WASHINGTON, D.C. - The National Air Traffic Controllers Association stands beside a recent MITRE survey that runway incursions are on the rise and do pose a threat to the flying public.

The survey results, issued in September 1998 to the Federal Aviation Administration, polled over 1,000 controllers about causes and prevention of runway incursions. Results were staggering. Since 1993, runway incidents increased dramatically by 70 percent.

The study shows that the FAA neglected to make the necessary improvements that would prevent runway mishaps. In fact, no new incursion devices have been installed for over 40 years.

"The FAA needs to give us the proper tools and technology if we are to be able to do our jobs effectively," says NATCA's Executive Vice President Randy Schwitz. "Modernization is one of our key issues and right now binoculars are the only "advanced" equipment our tower controllers have."

Some of the solutions presented by controllers included improvements to airport signs and markings on the runway.
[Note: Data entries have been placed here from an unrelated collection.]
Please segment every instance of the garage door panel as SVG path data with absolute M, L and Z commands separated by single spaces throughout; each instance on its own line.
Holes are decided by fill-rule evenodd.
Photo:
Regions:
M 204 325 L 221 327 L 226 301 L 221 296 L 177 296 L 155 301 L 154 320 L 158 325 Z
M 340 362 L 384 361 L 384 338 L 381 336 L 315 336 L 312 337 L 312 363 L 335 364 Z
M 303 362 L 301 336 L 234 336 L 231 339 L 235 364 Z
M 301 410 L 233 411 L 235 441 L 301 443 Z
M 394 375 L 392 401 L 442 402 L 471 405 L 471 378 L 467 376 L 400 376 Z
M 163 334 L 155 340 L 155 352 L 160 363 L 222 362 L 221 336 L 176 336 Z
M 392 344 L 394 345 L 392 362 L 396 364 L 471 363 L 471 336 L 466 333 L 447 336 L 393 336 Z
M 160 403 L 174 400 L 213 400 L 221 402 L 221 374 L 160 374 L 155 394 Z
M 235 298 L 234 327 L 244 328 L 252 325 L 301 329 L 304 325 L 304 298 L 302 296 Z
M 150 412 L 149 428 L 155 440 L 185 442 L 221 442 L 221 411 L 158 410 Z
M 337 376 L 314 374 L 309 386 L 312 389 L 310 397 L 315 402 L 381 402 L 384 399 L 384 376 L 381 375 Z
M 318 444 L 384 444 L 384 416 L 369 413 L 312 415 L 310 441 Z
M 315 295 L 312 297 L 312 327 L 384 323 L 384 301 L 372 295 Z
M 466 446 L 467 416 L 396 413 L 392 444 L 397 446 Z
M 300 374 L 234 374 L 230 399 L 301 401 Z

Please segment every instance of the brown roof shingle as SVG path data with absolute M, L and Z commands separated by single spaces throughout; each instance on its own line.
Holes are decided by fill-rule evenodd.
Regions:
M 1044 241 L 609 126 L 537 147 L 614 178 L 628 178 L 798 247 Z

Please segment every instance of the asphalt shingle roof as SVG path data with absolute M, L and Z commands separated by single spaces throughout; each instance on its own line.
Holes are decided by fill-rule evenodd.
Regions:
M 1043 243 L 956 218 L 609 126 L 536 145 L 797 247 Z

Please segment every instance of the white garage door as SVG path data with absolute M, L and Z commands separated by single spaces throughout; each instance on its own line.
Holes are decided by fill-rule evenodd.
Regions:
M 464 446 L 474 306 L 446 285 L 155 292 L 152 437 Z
New technology was also recommended to help controllers and pilots during surface operations. Controllers admit surface operations are generally the most difficult, given the fact that air travel is on the rise.

The MITRE Corporation's Center for Advanced Aviation System Development conducted this survey for the FAA as a supplement to an earlier survey on runway incursions from the pilot's perspective. David R. Kelley and Gretchen J. Jacobs completed the study. This news release is in reference to the 1/27/99 article in the 1/27/99 article in the San Francisco Chronicle.